昔話
昔々、王国の北にある城に、裕福な領主がいました。
領主の奥方はすでにこの世を去っていましたが、愛らしい娘が1人おり、親子は仲良く暮らしていました。
ある日、領主は後妻を迎えます。新たな奥方は若々しく美しい女性でしたが、実はとても恐ろしい魔女でした。
領主の財産を狙っていた魔女は、手始めに夫を殺すことにしました。領主は魔女の呪いによって弱っていき、やがて死んでしまいました。
魔女は悲しむふりをしつつ、内心では勝ち誇っていましたが、物事は彼女の思い通りにはなりませんでした。
家臣達が、領主の娘に婿を取らせて、後を継がせようとしていたからです。
怒り狂った魔女は、娘を地下に閉じ込めてしまいます。
突然消えた娘を、婿候補だった若者達は懸命に捜しましたが、地下に続く扉の存在は誰も知らなかったので、誰も娘を見付けることができないままでした。
そんなある日、婿候補の1人だった隣の領地の若き領主が、地下を続く扉を見付けました。

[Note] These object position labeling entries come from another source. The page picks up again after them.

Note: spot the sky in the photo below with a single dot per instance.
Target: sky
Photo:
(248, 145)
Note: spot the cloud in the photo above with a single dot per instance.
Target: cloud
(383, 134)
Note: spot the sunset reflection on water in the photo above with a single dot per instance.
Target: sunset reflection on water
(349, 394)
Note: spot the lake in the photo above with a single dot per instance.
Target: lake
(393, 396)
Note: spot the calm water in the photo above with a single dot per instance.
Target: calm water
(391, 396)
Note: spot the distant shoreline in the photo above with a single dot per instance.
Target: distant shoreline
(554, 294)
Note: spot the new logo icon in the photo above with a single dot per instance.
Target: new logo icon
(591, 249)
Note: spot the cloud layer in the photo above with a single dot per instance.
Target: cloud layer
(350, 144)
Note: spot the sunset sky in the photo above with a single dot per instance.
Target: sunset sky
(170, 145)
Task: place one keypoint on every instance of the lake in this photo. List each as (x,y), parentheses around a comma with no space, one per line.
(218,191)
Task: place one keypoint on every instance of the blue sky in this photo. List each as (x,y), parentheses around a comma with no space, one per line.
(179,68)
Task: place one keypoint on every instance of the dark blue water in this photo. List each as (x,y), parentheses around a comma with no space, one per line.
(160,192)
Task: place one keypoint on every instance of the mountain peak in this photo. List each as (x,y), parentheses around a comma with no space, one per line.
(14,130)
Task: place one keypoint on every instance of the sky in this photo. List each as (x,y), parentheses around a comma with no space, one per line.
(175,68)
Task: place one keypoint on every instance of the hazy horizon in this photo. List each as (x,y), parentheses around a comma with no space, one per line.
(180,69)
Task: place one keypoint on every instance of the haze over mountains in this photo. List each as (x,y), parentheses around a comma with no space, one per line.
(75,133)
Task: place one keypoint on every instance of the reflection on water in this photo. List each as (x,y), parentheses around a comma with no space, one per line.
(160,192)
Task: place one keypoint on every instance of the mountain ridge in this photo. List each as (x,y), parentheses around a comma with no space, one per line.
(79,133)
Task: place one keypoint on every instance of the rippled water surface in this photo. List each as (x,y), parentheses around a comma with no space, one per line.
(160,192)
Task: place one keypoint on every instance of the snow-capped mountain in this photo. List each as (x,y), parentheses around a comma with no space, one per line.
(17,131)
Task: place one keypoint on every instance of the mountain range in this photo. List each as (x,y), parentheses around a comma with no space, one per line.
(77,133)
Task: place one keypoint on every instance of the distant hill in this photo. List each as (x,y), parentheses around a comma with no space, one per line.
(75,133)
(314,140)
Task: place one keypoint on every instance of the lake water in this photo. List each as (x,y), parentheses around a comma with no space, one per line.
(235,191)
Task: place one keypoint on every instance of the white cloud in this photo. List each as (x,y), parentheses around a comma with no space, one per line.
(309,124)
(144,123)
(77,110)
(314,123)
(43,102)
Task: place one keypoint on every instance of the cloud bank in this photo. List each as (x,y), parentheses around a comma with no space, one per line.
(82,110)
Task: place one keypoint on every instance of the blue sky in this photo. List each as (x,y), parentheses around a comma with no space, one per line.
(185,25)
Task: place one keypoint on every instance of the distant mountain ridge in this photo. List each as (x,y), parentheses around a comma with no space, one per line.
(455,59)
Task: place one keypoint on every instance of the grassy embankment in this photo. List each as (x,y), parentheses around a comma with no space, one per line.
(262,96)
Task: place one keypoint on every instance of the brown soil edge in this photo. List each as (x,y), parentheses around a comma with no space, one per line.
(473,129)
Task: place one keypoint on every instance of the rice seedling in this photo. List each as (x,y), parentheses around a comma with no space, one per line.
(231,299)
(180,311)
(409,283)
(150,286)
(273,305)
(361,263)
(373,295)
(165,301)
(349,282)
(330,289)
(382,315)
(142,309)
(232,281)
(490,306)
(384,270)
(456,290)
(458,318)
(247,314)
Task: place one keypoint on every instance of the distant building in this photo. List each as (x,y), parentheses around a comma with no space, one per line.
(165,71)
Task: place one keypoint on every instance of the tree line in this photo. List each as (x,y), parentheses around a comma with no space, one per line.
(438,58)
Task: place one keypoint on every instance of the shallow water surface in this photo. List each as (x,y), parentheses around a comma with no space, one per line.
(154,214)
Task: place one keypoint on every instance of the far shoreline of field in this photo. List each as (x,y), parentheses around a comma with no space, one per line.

真相に気付いた青年は、魔女と戦い、彼女を倒して鍵を手に入れました。
地下に降りると、そこにはすっかり弱ってしまっている娘がいました。若き領主は、すぐさま娘を救い出しました。
見目麗しい2人は恋に落ち、やがて結婚しました。そうして、2人はいつまでも仲良く暮らしました。
めでたしめでたし。
家にあった昔話の本を眺めていた少女は、側で編み物をしていた母親に話し掛けた。
「お母さん、この話って、この領地が舞台なんだよね?」
「そうらしいわね」
母親の返事に頷いた少女は、表紙に"領主の娘と魔女"と書いてあるその本を閉じた。